Rhodes activists gunning for Oxford

Sizwe Mpofu-Walsh

Sizwe Mpofu-Walsh

Published Jul 16, 2015


Johannesburg - The Rhodes Must Fall (RMF) campaign at Oxford University has sparked both interest and controversy in South Africa and the UK.

Earlier this year, major debates surrounding colonial statues in South Africa resulted in the removal of the Cecil John Rhodes statue from the University of Cape Town. The movement recently gained traction in the UK.

On Wednesday, organising member Sizwe Mpofu-Walsh, son of national EFF chairman Dali Mpofu told The Star: “RMF Oxford is a movement to decolonise the curriculum, iconography and demographic profile of the University of Oxford.

“We call ourselves Rhodes Must Fall because Rhodes is symbolic of the change needed… (and) many other things must fall too,” he added.

Mpofu-Walsh said it was important for racial marginalisation to end. In addition, male supremacy must also be addressed, including the marginalisation of the LGBT community.

“Rhodes is a metaphor for the fact that the university is not a fully inclusive space.”

Although it’s only five weeks old, the movement has made ripples in the media, both in the UK and internationally.

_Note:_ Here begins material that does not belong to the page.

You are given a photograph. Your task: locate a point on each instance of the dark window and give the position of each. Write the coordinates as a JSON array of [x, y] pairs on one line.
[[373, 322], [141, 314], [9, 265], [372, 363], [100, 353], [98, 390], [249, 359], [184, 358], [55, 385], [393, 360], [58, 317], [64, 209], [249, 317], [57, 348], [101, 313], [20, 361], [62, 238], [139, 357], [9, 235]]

“It has drawn students from various countries, such as Canada, New Zealand, Kenya, Zimbabwe, Namibia and the US. There are some South African students too, but it is by no means a South African movement.”

Mpofu-Walsh said the movement was inspired by the Rhodes Must Fall and Open Stellenbosch campaigns.

Through these, RMF Oxford members had begun educating themselves on Rhodes, as well as Oxford’s role in colonialism.

“Much of the design and implementation of British colonialism occurred at Oxford. We also realised that if we could revolve our campaign around a central metaphor - that of Rhodes - we could achieve more than if we tackled multiple issues in an unconnected way.”

Asked what the movement hopes to achieve, Mpofu-Walsh said they wanted to start a critical conversation at Oxford about the university’s implication in colonial violence.

“We also want Oxford to improve its representation of ‘black voices’.

“For instance, the university accepted only 24 black British undergraduates this year, and doesn’t have one black senior professor.

“We want the curriculum to focus on the whole world, not just Europe or the US,” he pointed out.